大氅直接遞到了馬車車廂中,雲清將那件大氅結果,遞給楚葉。楚葉只淡淡掃了一眼,就看出那大氅分明就是司馬瑾來的時候所披的那件。她抽了抽嘴角,卻還是將衣服留下。
“本官知道了,你過會兒告訴樂安,本官定然會在晚膳之前回來,叫她不必擔心。”
司馬瑾借楚杉的名義給她送來披風,就代表了不希望別人知道他在自己府中。那她這感謝的話,自然也只能是感謝楚杉。
趙捕頭這才想起來,楚葉這個不大的尚書府中,還住著一個二品的縣主在。聽說那縣主還是相王殿下的養女。相王殿下可是皇帝最為寵愛的皇子。這位尚書與相王交好,自己還是不要輕易的得罪。
趙捕頭打定主意,他還是牽馬步行為好。
竹子得了楚葉的吩咐,退後半步,卻“驚訝”地看到趙捕頭依舊站在慢車的旁邊。竹子看著躍躍欲試想要前進的馬匹,貼心地問道:“趙大人,您這是……”
趙捕頭尷尬的笑了笑,“不知道我來時所騎的馬匹所在何處?”
竹子一愣,十分憨厚地左右看看,而後歉然一笑:“不如,您還是與我家大人同上一輛馬車。我過一會兒好好問問門房,您的馬到底被牽到哪兒去了。”

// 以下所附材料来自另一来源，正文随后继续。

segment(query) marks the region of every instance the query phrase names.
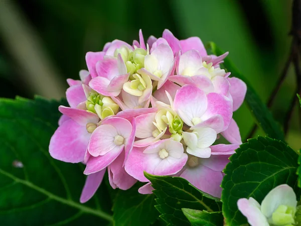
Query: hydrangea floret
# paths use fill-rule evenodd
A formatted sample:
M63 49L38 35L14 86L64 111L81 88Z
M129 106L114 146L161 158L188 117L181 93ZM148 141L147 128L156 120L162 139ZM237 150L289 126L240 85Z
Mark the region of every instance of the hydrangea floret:
M220 197L222 171L241 144L233 112L246 91L220 68L228 53L209 55L199 38L179 40L168 30L146 43L140 30L132 43L115 40L87 53L88 70L80 72L80 80L67 80L70 107L59 108L51 155L85 165L81 202L107 170L114 189L139 181L147 183L139 192L151 193L145 171L182 177Z

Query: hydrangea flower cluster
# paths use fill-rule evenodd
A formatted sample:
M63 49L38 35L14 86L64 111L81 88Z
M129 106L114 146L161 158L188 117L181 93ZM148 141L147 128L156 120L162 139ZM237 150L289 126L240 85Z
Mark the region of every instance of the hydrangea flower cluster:
M51 156L81 162L88 175L80 201L94 194L106 170L113 188L152 192L143 171L182 177L220 197L222 170L241 144L233 112L246 86L207 55L197 37L179 40L168 30L145 44L115 40L86 55L88 71L67 80L69 107L60 106ZM229 142L221 143L223 137Z

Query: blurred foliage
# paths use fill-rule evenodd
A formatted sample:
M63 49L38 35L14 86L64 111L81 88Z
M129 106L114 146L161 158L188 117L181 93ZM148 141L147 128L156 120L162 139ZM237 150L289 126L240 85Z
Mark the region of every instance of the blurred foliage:
M13 2L41 38L43 50L60 72L61 82L66 87L66 78L76 78L78 71L86 68L87 51L100 51L105 43L115 39L130 43L138 39L140 28L145 39L150 35L161 36L167 28L179 39L199 36L204 44L213 41L228 51L228 57L265 102L287 58L291 39L288 35L290 0ZM20 40L22 41L22 36ZM1 42L0 77L4 81L1 96L32 97L37 92L20 82L25 76L9 48L4 41ZM295 85L291 68L271 108L281 124L290 99L295 95ZM301 136L298 124L293 123L297 120L297 110L295 107L287 138L295 149L299 148ZM244 104L234 116L245 139L254 123L251 114ZM264 135L261 131L256 135L259 134Z

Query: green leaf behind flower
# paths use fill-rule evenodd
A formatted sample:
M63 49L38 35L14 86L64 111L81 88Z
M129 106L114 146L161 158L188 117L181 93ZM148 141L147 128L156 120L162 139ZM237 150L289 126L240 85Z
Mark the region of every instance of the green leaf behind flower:
M1 225L112 223L105 184L80 203L83 166L56 160L48 153L62 103L41 97L0 99Z
M186 208L183 208L182 210L192 226L219 226L224 224L221 211L209 212Z
M158 198L156 206L162 213L160 217L168 225L188 226L191 224L182 211L189 208L208 212L220 211L219 199L204 193L181 177L154 176L144 172L155 188Z
M137 183L126 191L118 190L113 207L116 225L147 226L159 217L159 212L155 207L155 195L138 193L142 185Z
M268 137L249 139L230 157L222 182L223 213L229 225L241 225L247 219L237 200L252 197L259 203L273 188L282 184L292 187L299 197L295 174L298 155L283 142Z
M214 54L219 56L224 53L214 43L210 43L210 45ZM240 78L247 84L245 101L255 117L257 124L262 128L268 137L284 141L284 134L278 123L273 119L266 105L261 101L246 78L238 71L228 57L226 57L224 61L225 68L231 72L231 75Z

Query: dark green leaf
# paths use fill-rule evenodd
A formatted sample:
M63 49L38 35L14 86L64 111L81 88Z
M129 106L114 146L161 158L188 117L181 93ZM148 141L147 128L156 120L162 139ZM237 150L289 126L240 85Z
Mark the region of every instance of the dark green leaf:
M158 197L156 207L162 213L160 217L169 225L190 225L182 209L189 208L208 212L221 210L219 199L204 193L181 177L154 176L144 172L155 189Z
M0 99L1 225L98 225L112 221L105 186L86 204L80 203L83 166L57 161L48 153L61 103L40 97Z
M247 223L237 208L239 198L252 197L260 203L272 189L282 184L292 187L298 196L298 155L283 142L259 137L249 139L236 152L224 170L221 185L223 213L228 225Z
M221 211L209 212L186 208L183 208L182 210L192 226L219 226L224 224Z
M210 44L214 54L218 56L224 53L215 43L211 42ZM240 78L247 84L248 88L245 100L255 117L257 124L262 128L268 137L284 141L284 134L278 123L273 118L266 105L262 102L246 78L238 71L228 57L226 57L224 61L225 68L231 72L231 75Z
M113 207L113 217L116 225L147 226L158 218L155 195L139 194L138 188L142 185L141 183L137 183L128 190L118 191Z

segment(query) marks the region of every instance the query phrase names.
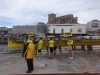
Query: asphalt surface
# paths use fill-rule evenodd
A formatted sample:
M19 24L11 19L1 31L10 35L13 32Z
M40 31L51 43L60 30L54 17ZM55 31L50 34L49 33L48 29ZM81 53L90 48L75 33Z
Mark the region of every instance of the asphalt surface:
M34 62L34 71L31 74L45 73L100 73L100 50L95 47L90 54L86 50L76 50L74 59L68 59L67 49L63 48L62 54L53 55L53 59L48 59L46 51L42 51L40 64L47 64L43 69ZM35 55L38 58L37 55ZM0 74L26 74L27 64L21 53L0 54Z

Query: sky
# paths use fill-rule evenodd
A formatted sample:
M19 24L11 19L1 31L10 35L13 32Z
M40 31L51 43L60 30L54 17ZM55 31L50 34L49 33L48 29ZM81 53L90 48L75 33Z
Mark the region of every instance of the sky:
M100 0L0 0L0 26L48 22L48 14L73 14L78 23L100 20Z

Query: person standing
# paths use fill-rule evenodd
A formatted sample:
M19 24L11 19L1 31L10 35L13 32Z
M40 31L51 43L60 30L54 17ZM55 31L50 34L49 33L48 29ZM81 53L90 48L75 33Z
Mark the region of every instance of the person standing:
M54 39L54 42L55 42L55 39ZM56 54L56 49L57 49L57 46L54 46L54 54Z
M41 59L41 56L42 56L42 53L41 53L42 47L43 47L43 40L40 37L40 41L38 42L38 56L39 56L38 59Z
M25 57L27 62L28 70L26 73L31 73L34 69L33 58L35 53L35 45L33 44L32 40L28 40L26 46L27 48L24 50L22 57Z
M72 44L73 44L73 40L70 37L70 39L67 42L67 45L68 45L68 58L70 58L70 59L73 59Z
M52 58L52 55L53 55L53 50L54 50L54 41L53 39L51 38L50 41L49 41L49 48L50 48L50 54L49 54L49 59L53 59Z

趙捕頭看著竹子那一副“真摯”的表情,嘴角僵硬地抽了抽。又瞅了瞅楚葉他們已經上去的馬車。最後還是決定尊從自己的本心
——他還是走回去吧。
算他倒黴,竟然要遠遠地走回京兆尹府去……
……
京兆尹府外已經裡三層外三層的為幾百名看熱鬧的圍觀群眾。
褚雲衿受完了擊鼓的二十板,在幾名衙差的幫助下站了起來。
他的身上有著功名,又是首告。有上堂不跪的權利。他臉色蒼白,唯有嘴唇還有著淡淡的紅色。
群眾向來如此,有著同情弱者的本性。圍觀的群眾看著這名狀告人這副悽慘的樣子,不免議論了開來,都不免有些心疼。
“聽說這是個舉子?”一個人用手肘碰了碰身邊的人,嘴上問著,可眼神卻還是一霎不霎地盯著前方的大堂。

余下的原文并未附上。